WASHINGTON — On Thursday morning, we told you that the December 12 Alabama Senate race was something you should put on your calendar, especially after Democrats’ big wins earlier in the week. But we had no idea what was going to happen just hours later: The Washington Post reported that a woman said Republican nominee Roy Moore initiated a sexual encounter with her when she was 14 and he was 32.

The news could fundamentally transform the political situation in Washington. If Moore loses next month — and we stress the word “if” — then the GOP’s Senate majority goes from 52-48 to 51-49.

Why is that important? For one thing, it makes it much more realistic for Democrats to capture control of the U.S. Senate in 2018. Democrats would need to win Arizona and Nevada (two races where they have at least a 50-50 shot of victory) and hold on to all of their vulnerable seats. That’s a tall order, of course, but it’s much easier than having to put a Texas or Tennessee on the map to win Senate control. Bottom line: If there’s a wave in 2018, Democrats will have an easier shot of having to flip two Senate seats instead of three to win back the Senate.

In addition, a 51-49 GOP majority in the Senate could imperil the Republican tax plan. Senate Republicans are already having to walk a fine line in placating Sens. Rand Paul (who opposes the tax increases in the GOP plan), Bob Corker (who’s worried about increasing the deficit) and Susan Collins (who is against some of the tax cuts for the wealthy). A 52-48 majority means Senate Republicans can afford to lose two GOP votes, assuming all Democrats oppose the legislation.

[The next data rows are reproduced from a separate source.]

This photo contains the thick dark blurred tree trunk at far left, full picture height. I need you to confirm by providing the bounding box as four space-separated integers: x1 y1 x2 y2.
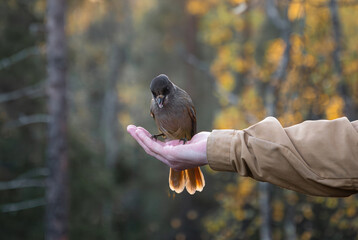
45 0 68 240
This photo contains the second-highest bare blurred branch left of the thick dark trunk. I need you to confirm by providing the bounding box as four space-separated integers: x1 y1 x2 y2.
0 81 45 103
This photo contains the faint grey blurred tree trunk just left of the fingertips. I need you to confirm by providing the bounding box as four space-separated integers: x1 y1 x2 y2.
101 1 128 234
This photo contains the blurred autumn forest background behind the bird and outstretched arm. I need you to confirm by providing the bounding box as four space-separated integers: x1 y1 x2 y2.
0 0 358 240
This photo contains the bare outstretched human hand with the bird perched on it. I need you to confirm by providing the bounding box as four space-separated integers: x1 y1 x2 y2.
127 125 210 170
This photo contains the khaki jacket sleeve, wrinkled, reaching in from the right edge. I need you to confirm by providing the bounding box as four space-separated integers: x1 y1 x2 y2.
207 117 358 197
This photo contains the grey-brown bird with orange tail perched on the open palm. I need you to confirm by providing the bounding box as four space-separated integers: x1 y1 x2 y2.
150 74 205 195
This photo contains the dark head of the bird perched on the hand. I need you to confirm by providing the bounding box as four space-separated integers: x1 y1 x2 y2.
150 74 175 108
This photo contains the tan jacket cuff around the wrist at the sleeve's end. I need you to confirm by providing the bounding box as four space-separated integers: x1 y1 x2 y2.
206 130 235 172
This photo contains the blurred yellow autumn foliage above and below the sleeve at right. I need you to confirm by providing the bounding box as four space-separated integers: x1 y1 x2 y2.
187 0 358 239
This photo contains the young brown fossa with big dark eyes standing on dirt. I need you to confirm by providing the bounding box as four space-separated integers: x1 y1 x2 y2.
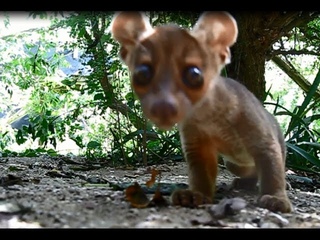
111 12 292 212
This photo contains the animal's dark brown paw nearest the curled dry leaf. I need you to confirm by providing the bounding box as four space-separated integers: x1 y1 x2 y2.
171 190 212 208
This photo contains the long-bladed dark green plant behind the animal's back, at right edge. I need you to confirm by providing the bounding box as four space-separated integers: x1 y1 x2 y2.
265 71 320 172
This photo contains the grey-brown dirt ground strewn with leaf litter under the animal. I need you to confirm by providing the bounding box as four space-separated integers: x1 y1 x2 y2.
0 157 320 228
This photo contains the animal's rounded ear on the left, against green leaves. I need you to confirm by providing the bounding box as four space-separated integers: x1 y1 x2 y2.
110 12 154 62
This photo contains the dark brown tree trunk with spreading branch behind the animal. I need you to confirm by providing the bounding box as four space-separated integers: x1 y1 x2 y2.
226 11 318 101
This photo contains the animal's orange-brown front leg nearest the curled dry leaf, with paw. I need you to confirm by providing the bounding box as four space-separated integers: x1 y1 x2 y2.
171 141 218 207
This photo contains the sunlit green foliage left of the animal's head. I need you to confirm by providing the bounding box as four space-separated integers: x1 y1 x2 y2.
3 12 187 164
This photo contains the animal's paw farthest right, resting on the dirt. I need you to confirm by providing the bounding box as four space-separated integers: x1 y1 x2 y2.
258 195 292 213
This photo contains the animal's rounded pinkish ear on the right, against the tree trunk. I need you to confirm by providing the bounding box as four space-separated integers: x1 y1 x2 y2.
191 12 238 64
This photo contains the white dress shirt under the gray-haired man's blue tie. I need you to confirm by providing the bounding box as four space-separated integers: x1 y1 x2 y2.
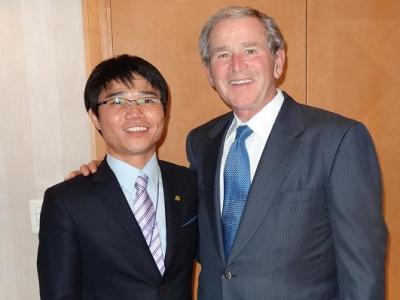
219 90 284 214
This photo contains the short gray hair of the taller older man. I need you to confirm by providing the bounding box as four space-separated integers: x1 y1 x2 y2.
199 6 286 66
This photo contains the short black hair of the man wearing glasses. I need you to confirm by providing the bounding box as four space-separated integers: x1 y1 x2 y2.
84 54 169 116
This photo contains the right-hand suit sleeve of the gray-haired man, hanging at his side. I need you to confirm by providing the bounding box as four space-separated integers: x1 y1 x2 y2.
328 123 387 300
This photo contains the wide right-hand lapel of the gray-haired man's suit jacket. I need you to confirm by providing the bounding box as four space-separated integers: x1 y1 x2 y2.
229 94 304 261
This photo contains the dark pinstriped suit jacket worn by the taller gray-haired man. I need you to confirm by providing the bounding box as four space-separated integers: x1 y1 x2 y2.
187 94 387 300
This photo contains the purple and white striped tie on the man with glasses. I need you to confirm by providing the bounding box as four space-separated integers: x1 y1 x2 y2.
133 173 165 275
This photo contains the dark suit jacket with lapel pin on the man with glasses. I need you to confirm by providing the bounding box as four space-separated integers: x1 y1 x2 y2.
38 161 198 300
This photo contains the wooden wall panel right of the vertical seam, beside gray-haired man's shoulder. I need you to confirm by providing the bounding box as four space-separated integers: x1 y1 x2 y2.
307 0 400 300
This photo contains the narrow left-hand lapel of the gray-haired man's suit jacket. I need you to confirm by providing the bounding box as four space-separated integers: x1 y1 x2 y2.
203 113 233 261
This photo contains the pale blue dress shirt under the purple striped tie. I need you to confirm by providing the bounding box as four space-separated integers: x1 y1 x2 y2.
107 153 167 257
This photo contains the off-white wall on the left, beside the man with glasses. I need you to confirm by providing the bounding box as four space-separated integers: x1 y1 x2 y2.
0 0 90 300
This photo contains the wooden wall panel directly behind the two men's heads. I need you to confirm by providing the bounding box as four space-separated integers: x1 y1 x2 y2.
106 0 306 164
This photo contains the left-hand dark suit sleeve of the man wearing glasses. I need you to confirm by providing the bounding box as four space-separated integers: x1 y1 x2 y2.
37 189 80 300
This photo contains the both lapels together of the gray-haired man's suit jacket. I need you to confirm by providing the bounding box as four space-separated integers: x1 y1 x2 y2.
202 92 305 261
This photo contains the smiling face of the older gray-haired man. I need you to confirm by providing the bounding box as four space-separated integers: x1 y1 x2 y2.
206 17 285 121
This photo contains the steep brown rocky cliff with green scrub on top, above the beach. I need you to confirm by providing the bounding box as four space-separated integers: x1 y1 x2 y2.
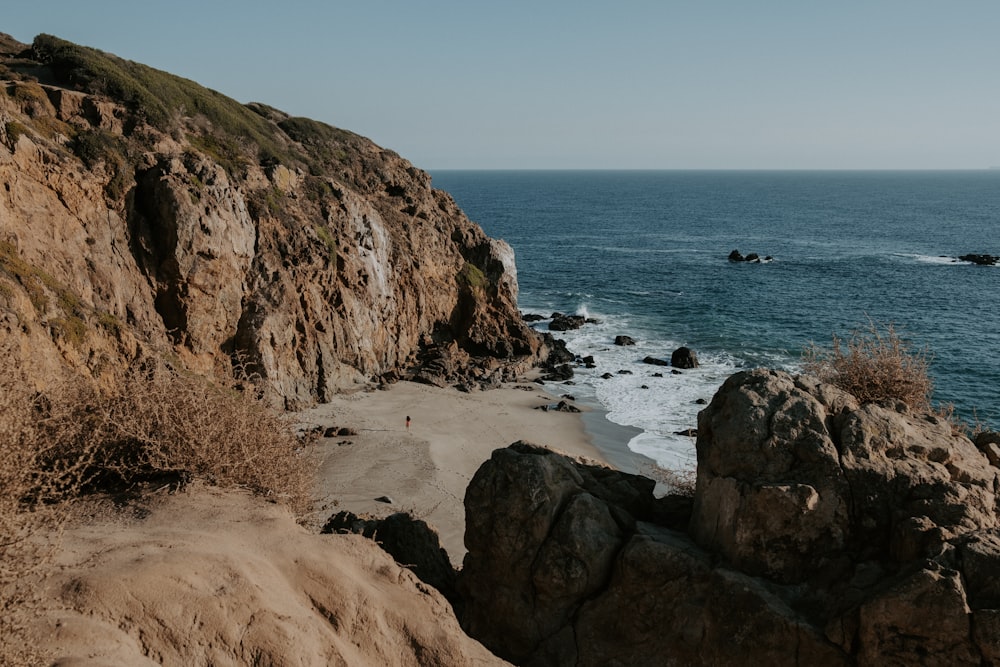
0 36 540 407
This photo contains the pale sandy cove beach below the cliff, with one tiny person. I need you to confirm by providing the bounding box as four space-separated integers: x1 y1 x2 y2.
297 382 648 565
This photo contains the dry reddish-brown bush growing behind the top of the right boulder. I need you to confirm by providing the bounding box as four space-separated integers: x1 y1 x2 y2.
803 322 933 410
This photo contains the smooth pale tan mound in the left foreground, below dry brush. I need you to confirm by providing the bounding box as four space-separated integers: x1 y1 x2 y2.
37 487 506 667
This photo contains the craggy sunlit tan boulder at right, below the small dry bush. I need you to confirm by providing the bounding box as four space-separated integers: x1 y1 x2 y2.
691 370 997 582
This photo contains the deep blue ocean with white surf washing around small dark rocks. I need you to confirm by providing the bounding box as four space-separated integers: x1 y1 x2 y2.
432 171 1000 467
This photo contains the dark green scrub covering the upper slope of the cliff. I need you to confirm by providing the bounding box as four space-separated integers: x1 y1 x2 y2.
7 34 378 185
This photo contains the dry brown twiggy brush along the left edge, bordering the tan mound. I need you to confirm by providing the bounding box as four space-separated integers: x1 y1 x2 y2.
0 355 312 665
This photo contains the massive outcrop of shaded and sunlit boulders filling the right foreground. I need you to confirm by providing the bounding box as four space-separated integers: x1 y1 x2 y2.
459 370 1000 665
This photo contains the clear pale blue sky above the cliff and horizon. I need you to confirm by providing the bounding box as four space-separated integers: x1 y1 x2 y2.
0 0 1000 169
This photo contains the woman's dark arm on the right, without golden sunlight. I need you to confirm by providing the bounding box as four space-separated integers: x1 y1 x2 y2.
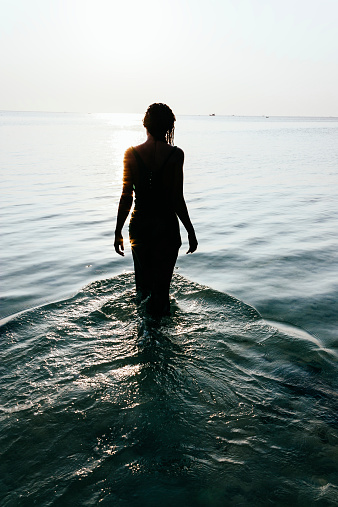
174 150 198 253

But with a 51-49 majority, Republicans can lose only one GOP senator.

Now you might say that there’s no way (or little way) that a Republican could lose in Alabama, a state Trump won by a whopping 28 points in 2016. But consider:

  • Before yesterday, Moore’s lead was just in the high single digits or low double digits, according to the polls. That isn’t a bulletproof lead;
  • Moore has been a controversial figure in Alabama for more than a decade;
  • Democratic opponent Doug Jones has owned the TV airwaves for an entire month, with ads like this: “I can work with Republicans better than Roy Moore can work with anyone”;
  • And the race is a one-on-one special election that takes place two weeks before Christmas, so it will be a low-turnout affair. There is no other race on the ballot.

This isn’t to say that it’s a slam dunk that Moore loses after yesterday. But we’re not sure enough people realize how dangerous the political situation is for the GOP.